Python API#

Introduction#

There are four primary entry points to the Polars SQL interface, each operating at a different level of granularity. There is the SQLContext object, a top-level polars.sql() function that operates on the global context, frame-level DataFrame.sql() and LazyFrame.sql() methods, and the polars.sql_expr() function that creates native expressions from SQL.

Querying#

SQL queries can be issued against compatible data structures in the current globals, against specific frames, or incorporated into expressions.

Global SQL#

Both SQLContext and the polars.sql() function can be used to execute SQL queries mediated by the Polars execution engine against Polars DataFrame, LazyFrame, and Series data, as well as Pandas DataFrame and Series, and PyArrow Table and RecordBatch objects.

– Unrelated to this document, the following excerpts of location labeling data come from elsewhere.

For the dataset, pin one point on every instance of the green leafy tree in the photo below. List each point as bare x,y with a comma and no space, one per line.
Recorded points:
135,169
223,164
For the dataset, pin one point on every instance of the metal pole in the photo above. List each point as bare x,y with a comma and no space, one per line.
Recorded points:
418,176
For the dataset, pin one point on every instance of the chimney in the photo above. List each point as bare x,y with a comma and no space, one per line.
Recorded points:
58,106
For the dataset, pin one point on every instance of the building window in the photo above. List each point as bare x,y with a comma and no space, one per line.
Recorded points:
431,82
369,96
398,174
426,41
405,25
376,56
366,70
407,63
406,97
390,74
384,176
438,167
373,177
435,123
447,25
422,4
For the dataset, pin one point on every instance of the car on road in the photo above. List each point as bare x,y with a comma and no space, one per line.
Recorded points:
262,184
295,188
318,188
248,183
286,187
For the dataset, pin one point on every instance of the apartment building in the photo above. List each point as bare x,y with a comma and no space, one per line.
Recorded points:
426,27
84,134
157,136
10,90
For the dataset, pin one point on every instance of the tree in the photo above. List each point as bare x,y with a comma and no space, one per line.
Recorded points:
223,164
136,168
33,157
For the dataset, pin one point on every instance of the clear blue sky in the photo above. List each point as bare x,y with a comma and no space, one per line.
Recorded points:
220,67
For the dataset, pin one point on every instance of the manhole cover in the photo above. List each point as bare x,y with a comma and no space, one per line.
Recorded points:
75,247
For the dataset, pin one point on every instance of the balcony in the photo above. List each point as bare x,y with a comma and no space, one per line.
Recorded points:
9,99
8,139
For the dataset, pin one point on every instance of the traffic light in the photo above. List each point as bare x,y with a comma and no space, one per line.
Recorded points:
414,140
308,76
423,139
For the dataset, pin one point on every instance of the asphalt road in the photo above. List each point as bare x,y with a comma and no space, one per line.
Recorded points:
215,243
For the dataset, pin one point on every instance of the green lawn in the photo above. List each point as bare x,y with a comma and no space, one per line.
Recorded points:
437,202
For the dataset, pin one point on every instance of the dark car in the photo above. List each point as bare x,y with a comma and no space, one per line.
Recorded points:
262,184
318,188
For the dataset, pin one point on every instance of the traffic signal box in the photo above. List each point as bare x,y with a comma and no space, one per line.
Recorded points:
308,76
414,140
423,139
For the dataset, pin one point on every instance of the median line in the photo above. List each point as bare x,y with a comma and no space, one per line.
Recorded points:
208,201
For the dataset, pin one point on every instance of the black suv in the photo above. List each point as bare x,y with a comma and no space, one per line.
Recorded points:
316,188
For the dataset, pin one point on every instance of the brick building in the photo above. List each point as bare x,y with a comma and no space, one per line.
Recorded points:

Non-Polars objects are implicitly converted to DataFrame when used in a SQL query; for PyArrow, and Pandas data that uses PyArrow dtypes, this conversion can often be zero-copy if the underlying data maps cleanly to a natively-supported dtype.

Example:

import polars as pl
import pandas as pd

polars_df = pl.DataFrame({"a": [1, 2, 3, 4], "b": [4, 5, 6, 7]})
pandas_df = pd.DataFrame({"a": [3, 4, 5, 6], "b": [6, 7, 8, 9]})
polars_series = (polars_df["a"] * 2).rename("c")
pyarrow_table = polars_df.to_arrow()

pl.sql(
    """
    SELECT a, b, SUM(c) AS c_total FROM (
      SELECT * FROM polars_df                  -- polars frame
        UNION ALL SELECT * FROM pandas_df      -- pandas frame
        UNION ALL SELECT * FROM pyarrow_table  -- pyarrow table
    ) all_data
    INNER JOIN polars_series
      ON polars_series.c = all_data.b          -- polars series
    GROUP BY "a", "b"
    ORDER BY "a", "b"
    """
).collect()

# shape: (3, 3)
# ┌─────┬─────┬─────────┐
# │ a   ┆ b   ┆ c_total │
# │ --- ┆ --- ┆ ---     │
# │ i64 ┆ i64 ┆ i64     │
# ╞═════╪═════╪═════════╡
# │ 1   ┆ 4   ┆ 8       │
# │ 3   ┆ 6   ┆ 18      │
# │ 5   ┆ 8   ┆ 8       │
# └─────┴─────┴─────────┘

See also

SQLContext

Frame SQL#

Executes SQL directly against the specific underlying eager/lazy frame, referencing it as “self”; returns a new frame representing the query result.

Example:

import polars as pl

df = pl.DataFrame({
    "a": [1, 2, 3],
    "b": [4, 5, 6],
})
df.sql("""
  SELECT a::uint4, (b * b) AS bb
  FROM self WHERE a != 2
""")

# shape: (2, 2)
# ┌─────┬─────┐
# │ a   ┆ bb  │
# │ --- ┆ --- │
# │ u32 ┆ i64 │
# ╞═════╪═════╡
# │ 1   ┆ 16  │
# │ 3   ┆ 36  │
# └─────┴─────┘

Expression SQL#

The polars.sql_expr() function can be used to create native Polars expressions from SQL fragments.

Example:

import polars as pl

df = pl.DataFrame({
    "a": [1, 2, 3],
    "b": [4, 5, 6],
})
df.with_columns(
    pl.sql_expr("(a * a) + (b::float / 2) AS expr1"),
    pl.sql_expr("CONCAT_WS(':',a,b) AS expr2")
)

# shape: (3, 4)
# ┌─────┬─────┬───────┬───────┐
# │ a   ┆ b   ┆ expr1 ┆ expr2 │
# │ --- ┆ --- ┆ ---   ┆ ---   │
# │ i64 ┆ i64 ┆ f64   ┆ str   │
# ╞═════╪═════╪═══════╪═══════╡
# │ 1   ┆ 4   ┆ 3.0   ┆ 1:4   │
# │ 2   ┆ 5   ┆ 6.5   ┆ 2:5   │
# │ 3   ┆ 6   ┆ 12.0  ┆ 3:6   │
# └─────┴─────┴───────┴───────┘

SQLContext#

Polars provides a dedicated class for querying frame data that offers additional control over table registration and management of state, and can also be used as a context manager. This is the SQLContext object, and it provides all of the core functionality used by the other SQL functions.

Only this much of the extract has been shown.